The movie belongs to Kaspar, who is on screen almost 100% of the time, aside from the movie's quiet, sad opening. In the interviews on the DVD, Kaspar admits she comes from a loud, enthusiastic family, and the few times when Sam lights up (primarily in meetings with her psychiatrist Dr. Gold, played by Clint Jordan), you can see that energy in her wide eyes. Sam, however, is a quiet, repressed person, and so Kaspar's energy is left to boil under until she can't possibly hold it in any longer. An extended emotional breakdown that starts in a park, shifts to a bar, and ends in the apartment of a sad-eyed stranger (Tom Brangle, very good) is an emotional rollercoaster guided by Kaspar's powerful performance.
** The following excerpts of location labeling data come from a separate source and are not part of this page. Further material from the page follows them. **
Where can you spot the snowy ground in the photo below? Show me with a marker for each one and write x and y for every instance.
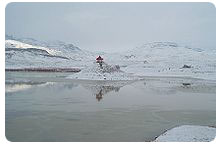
(188, 133)
(104, 72)
(150, 59)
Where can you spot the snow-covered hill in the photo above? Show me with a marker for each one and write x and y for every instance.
(21, 53)
(168, 59)
(103, 72)
(150, 59)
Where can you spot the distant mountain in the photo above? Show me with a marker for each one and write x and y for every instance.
(155, 58)
(169, 58)
(29, 52)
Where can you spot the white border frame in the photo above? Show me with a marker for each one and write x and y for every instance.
(3, 4)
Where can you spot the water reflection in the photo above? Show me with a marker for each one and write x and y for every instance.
(102, 88)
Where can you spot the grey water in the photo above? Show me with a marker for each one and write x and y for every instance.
(49, 107)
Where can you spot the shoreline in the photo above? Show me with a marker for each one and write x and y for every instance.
(187, 133)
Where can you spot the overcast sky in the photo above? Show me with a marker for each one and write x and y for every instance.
(114, 26)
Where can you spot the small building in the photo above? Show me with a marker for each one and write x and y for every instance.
(99, 59)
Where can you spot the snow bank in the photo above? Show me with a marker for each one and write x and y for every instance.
(188, 133)
(104, 72)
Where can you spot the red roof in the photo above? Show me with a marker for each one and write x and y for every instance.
(99, 58)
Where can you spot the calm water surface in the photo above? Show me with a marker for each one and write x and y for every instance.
(48, 107)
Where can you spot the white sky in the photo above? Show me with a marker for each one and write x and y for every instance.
(114, 26)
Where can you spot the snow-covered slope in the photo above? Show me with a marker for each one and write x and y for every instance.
(36, 54)
(150, 59)
(168, 59)
(104, 72)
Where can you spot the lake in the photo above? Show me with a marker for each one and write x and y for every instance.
(42, 106)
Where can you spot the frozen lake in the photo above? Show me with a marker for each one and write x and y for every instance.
(49, 107)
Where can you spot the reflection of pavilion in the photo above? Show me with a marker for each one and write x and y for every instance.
(104, 90)
(99, 89)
Director Joe Maggio works in the same minimalist style as the mumblecore movement, although there isn't much of the quirky sweetness that usually defines those films to be found here. Little touches, like POV shots of Sam's view of the world through her hands, and a sole charming scene where Sam follows a few silly instructions to get a nice gift work really well, and Maggio keeps the pace brisk. Any movie that takes its time and lingers on the minutia of people's lives runs the risk of becoming boring, but Maggio times the story beats perfectly, avoiding the 2nd-to-3rd act drag I often feel in movies.
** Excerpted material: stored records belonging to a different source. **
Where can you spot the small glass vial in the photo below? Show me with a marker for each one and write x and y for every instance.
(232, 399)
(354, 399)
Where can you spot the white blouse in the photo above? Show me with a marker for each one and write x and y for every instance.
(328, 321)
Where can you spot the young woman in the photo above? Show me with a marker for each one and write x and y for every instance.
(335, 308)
In one of the movie's opening scenes, Dr. Gold suggests that what Sam needs is "a little normalcy", but during her stay in the clinic, "normalcy" has started to seem impossible. The world Sam returns to is one filled with land mines, whether they come in the form of her sister's attempted helpfulness, the decisions other people have made in her stead while she was away, and potential suitors for a life in the future that seems so far away. I thought about the title, Paper Covers Rock, which Sam wins a round of in a local bike shop. She may be good at the game when the stakes are low, but she is the rock, defeated and overcome by the seemingly insigificant things in her life that weigh her down.